- Location in Mercer County and the state of West Virginia.
- Coordinates: 37°16′53″N 81°15′08″W﻿ / ﻿37.28139°N 81.25222°W
- Country: United States
- State: West Virginia
- County: Mercer

Area
- • Total: 1.903 sq mi (4.93 km^{2})
- • Land: 1.901 sq mi (4.92 km^{2})
- • Water: 0.002 sq mi (0.0052 km^{2})
- Elevation: 2,526 ft (770 m)

Population (2020)
- • Total: 1,065
- • Density: 560.2/sq mi (216.3/km^{2})
- Time zone: UTC-5 (Eastern (EST))
- • Summer (DST): UTC-4 (EDT)
- Area codes: 304 & 681
- GNIS feature ID: 2586774

= Brush Fork, West Virginia =

Brush Fork (also spelled Brushfork) is a census-designated place (CDP) in Mercer County, West Virginia, United States. Brush Fork is 2 mi northwest of Bluefield.

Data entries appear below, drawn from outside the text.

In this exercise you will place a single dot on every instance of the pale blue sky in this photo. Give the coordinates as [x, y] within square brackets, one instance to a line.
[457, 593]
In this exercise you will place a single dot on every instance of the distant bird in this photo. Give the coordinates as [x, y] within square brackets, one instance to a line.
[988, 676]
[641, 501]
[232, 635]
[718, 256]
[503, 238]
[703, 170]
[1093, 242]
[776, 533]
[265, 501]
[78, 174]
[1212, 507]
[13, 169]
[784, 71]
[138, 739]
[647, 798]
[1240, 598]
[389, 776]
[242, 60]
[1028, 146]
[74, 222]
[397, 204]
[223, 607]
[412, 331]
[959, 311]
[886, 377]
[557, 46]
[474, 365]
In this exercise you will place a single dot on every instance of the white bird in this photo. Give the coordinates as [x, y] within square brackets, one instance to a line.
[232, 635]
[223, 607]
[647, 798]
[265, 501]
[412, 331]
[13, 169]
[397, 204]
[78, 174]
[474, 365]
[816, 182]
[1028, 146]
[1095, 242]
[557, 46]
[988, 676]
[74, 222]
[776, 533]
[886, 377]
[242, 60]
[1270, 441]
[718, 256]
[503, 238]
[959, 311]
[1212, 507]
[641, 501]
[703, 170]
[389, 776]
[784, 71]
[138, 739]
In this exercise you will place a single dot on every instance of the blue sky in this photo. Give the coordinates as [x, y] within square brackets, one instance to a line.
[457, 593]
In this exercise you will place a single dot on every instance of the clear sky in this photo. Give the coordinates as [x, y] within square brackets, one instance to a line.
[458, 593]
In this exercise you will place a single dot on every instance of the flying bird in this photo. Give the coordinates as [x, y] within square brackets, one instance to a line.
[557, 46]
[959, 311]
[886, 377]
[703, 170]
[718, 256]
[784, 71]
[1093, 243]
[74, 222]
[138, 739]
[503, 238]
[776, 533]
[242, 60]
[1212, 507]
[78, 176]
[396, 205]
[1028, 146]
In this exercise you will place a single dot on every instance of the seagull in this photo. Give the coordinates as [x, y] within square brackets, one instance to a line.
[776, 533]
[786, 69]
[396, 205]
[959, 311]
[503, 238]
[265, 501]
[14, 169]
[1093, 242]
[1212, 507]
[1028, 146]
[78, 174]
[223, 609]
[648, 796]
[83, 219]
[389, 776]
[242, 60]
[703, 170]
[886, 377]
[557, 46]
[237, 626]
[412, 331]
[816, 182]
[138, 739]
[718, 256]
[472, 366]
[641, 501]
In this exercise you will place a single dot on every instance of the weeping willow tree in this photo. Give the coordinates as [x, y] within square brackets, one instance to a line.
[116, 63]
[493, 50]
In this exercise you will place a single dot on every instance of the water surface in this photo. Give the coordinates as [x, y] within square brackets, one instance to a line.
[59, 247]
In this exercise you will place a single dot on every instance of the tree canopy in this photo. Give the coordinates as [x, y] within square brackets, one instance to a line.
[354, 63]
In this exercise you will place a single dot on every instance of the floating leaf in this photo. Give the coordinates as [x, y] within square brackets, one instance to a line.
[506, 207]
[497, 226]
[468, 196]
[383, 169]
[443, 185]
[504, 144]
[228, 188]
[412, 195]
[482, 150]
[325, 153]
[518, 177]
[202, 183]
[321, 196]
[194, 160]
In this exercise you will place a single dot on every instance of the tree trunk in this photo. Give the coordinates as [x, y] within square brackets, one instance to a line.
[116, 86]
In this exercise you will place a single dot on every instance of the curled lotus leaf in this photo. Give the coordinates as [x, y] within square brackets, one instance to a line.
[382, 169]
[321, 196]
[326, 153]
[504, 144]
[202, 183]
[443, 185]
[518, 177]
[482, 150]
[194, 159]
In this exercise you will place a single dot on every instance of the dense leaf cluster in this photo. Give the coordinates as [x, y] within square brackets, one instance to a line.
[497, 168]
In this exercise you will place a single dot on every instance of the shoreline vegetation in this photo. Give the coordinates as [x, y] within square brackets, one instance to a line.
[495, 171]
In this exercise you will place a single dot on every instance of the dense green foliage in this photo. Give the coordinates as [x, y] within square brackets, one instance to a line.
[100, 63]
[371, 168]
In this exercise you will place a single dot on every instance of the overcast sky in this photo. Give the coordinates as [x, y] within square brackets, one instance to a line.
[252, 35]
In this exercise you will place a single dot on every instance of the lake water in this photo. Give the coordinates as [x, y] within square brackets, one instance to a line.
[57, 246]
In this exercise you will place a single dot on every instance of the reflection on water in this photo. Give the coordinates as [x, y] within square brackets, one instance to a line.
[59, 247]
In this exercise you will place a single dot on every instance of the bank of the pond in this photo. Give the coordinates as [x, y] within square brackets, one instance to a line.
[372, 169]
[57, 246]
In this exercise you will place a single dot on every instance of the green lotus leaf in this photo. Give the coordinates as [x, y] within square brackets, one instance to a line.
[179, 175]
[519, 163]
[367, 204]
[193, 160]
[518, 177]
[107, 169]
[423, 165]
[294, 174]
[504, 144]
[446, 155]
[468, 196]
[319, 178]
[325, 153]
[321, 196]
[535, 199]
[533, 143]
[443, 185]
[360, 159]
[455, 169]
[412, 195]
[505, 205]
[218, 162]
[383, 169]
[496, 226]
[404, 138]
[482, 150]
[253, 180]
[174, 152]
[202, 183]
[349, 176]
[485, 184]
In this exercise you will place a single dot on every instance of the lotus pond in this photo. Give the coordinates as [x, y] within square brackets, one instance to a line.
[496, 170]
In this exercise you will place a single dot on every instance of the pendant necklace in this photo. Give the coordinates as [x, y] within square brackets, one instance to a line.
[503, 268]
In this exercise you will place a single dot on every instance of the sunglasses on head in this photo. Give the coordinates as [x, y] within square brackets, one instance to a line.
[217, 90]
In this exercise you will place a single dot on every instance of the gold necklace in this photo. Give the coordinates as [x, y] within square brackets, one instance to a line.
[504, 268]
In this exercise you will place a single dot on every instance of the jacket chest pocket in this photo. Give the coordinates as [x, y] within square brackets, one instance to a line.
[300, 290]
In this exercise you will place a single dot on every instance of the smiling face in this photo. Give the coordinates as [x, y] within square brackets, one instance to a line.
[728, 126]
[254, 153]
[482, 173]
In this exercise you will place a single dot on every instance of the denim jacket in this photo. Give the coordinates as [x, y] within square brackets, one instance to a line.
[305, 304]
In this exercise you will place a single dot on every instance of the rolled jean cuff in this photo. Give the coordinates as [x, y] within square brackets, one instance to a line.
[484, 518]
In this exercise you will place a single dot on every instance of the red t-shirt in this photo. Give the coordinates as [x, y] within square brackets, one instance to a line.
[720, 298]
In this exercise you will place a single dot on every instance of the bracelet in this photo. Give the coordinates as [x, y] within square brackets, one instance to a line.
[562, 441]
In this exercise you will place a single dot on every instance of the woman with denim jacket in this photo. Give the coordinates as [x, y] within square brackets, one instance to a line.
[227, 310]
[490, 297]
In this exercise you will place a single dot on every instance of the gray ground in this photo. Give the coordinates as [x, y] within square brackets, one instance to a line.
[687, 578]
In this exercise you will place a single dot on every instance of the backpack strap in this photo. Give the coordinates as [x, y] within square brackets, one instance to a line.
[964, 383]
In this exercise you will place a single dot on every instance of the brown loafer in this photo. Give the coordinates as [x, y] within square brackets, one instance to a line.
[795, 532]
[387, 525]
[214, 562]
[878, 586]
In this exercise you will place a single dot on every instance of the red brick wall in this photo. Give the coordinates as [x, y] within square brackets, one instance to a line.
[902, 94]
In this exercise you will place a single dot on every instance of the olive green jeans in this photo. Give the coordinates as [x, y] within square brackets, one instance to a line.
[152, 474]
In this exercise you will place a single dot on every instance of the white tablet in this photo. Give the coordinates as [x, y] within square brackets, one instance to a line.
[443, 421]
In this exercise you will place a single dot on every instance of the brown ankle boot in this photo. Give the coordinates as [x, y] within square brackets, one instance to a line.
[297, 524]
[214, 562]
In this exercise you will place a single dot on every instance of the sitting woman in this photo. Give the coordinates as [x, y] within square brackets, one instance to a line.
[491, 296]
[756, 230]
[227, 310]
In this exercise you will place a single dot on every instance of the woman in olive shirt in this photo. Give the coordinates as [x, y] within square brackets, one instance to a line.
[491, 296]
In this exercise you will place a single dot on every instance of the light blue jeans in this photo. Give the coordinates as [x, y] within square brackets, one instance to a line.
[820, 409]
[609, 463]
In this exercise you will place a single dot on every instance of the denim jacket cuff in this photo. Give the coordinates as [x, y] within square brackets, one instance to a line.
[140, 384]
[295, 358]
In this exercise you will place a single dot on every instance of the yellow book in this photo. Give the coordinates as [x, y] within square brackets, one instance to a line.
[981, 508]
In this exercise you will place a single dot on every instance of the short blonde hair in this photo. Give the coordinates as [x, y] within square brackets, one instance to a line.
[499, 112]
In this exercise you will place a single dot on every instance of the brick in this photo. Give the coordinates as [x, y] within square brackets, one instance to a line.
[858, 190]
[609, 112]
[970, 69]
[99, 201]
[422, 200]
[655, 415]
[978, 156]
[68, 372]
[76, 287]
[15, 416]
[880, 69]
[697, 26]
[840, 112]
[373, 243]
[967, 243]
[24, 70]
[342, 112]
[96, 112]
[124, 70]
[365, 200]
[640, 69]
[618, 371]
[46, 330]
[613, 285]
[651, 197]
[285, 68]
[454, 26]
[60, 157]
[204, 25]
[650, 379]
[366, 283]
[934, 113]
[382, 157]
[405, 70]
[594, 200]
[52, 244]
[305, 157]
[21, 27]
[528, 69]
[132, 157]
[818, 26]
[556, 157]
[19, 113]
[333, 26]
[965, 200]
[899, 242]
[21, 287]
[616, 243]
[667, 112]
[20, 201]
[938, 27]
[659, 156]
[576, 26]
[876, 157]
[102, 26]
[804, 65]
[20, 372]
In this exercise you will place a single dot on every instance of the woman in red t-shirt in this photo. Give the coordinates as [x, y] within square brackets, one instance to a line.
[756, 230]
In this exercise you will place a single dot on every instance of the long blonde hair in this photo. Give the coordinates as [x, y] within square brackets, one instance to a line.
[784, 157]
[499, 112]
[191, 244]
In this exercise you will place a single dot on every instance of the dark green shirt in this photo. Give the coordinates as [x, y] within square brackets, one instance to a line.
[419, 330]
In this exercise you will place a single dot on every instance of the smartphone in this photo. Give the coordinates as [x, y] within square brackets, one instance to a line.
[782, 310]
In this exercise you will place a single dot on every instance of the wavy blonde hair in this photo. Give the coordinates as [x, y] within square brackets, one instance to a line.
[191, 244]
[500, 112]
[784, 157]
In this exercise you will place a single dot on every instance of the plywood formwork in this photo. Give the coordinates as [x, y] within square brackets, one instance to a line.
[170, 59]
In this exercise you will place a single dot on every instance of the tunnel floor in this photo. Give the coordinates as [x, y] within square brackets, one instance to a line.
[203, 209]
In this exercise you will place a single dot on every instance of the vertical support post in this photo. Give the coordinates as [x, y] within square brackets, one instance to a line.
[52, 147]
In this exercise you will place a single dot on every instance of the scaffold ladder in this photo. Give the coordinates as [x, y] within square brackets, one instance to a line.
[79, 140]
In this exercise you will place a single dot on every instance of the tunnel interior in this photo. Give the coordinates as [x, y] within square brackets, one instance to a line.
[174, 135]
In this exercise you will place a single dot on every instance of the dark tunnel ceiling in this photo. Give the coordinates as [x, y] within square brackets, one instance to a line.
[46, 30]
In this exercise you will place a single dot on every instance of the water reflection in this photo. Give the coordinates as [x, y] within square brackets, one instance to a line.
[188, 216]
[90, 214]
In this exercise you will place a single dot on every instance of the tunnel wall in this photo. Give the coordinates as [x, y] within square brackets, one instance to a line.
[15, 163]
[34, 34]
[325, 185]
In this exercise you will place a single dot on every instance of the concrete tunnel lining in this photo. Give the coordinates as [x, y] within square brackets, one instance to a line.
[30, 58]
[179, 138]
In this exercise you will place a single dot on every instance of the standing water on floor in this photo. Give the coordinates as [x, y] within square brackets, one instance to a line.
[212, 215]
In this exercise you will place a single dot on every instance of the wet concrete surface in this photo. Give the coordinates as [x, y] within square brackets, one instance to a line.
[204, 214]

As of the 2020 census, its population was 1,065 (down from 1,197 at the 2010 census).

The community takes its name from nearby Brush Fork creek which flows into the Bluestone River.

The West Virginia National Guard Brushfork Armory is located in the community. In addition to its National Guard functions it also hosts basketball games for Bluefield High School, commencements for local colleges and high schools, and other events. The Armory received 1.9 million dollars in 2024 for the planning and design of a new readiness center at the Brushfork Armory that meets all requirements for anti-terrorism and force protection in Bluefield.

Tourism in Brushfork is gaining with visitors to the Hatfield-McCoy Trails traveling and staying in the area.

==Education==
Brushfork currently is home to Brushfork Elementary which will close in 2025 when the new Timberwood Elementary opens. Timberwood Elementary is a consolidation of Brushfork and Bluewell Elementary schools.

Brushfork was the former home of Bluefield College of Evangelism. Its first campus was the still active Christian Acres Camp before they moved to the adjacent campus. Bluefield College of Evangelism is now known as Blueridge College of Evangelism and has moved to Wytheville.

==Transportation==
US 52 and West Virginia Route 123 intersect in Brushfork at Airport Square. The Mercer County Airport is just east of Brushfork. WV 123 turns to VA 643 at the state line which then intersects with VA 102.

Brushfork has bus service throughout Mercer and McDowell via Bluefield Area Transit.